Decompose Semantic Shifts for Composed Image Retrieval
- URL: http://arxiv.org/abs/2309.09531v1
- Date: Mon, 18 Sep 2023 07:21:30 GMT
- Title: Decompose Semantic Shifts for Composed Image Retrieval
- Authors: Xingyu Yang, Daqing Liu, Heng Zhang, Yong Luo, Chaoyue Wang, Jing
Zhang
- Abstract summary: Composed image retrieval is a type of image retrieval task where the user provides a reference image as a starting point and specifies a text on how to shift from the starting point to the desired target image.
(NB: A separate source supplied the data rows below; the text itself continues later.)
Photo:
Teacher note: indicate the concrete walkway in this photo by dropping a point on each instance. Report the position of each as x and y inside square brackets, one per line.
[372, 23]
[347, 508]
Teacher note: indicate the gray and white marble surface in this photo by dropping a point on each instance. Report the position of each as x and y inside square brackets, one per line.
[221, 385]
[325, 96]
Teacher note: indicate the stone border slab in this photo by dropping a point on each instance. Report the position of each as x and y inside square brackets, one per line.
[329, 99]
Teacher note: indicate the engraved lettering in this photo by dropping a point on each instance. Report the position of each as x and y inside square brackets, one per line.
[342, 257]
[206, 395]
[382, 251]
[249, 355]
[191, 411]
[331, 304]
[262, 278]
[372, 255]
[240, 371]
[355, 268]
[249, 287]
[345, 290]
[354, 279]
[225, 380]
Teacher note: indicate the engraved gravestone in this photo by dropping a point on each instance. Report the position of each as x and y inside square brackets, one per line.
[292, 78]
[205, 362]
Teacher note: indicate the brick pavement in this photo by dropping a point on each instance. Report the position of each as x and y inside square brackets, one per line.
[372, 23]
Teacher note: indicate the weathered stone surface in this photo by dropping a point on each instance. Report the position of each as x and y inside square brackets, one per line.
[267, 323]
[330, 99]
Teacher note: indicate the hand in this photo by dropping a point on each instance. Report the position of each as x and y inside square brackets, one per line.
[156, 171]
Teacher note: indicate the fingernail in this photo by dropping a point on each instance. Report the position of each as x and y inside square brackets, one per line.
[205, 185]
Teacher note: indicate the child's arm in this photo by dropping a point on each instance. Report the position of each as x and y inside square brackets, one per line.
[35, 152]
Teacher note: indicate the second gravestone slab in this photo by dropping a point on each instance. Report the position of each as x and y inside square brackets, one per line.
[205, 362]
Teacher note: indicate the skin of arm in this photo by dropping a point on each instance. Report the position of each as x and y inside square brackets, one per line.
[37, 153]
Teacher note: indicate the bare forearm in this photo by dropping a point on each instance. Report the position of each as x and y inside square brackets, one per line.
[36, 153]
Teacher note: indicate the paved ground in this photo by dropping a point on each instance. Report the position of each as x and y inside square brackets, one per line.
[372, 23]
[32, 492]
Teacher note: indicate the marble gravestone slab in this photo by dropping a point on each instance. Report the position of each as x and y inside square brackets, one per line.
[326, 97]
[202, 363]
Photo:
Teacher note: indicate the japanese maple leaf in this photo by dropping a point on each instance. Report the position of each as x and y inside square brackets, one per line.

We propose a Semantic Shift network (SSN) that explicitly decomposes the semantic shifts into two steps: from the reference image to the visual prototype and from the visual prototype to the target image.
The proposed SSN demonstrates a significant improvement of 5.42% and 1.37% on the CIRR and FashionIQ datasets, respectively, and establishes a new state-of-the-art performance.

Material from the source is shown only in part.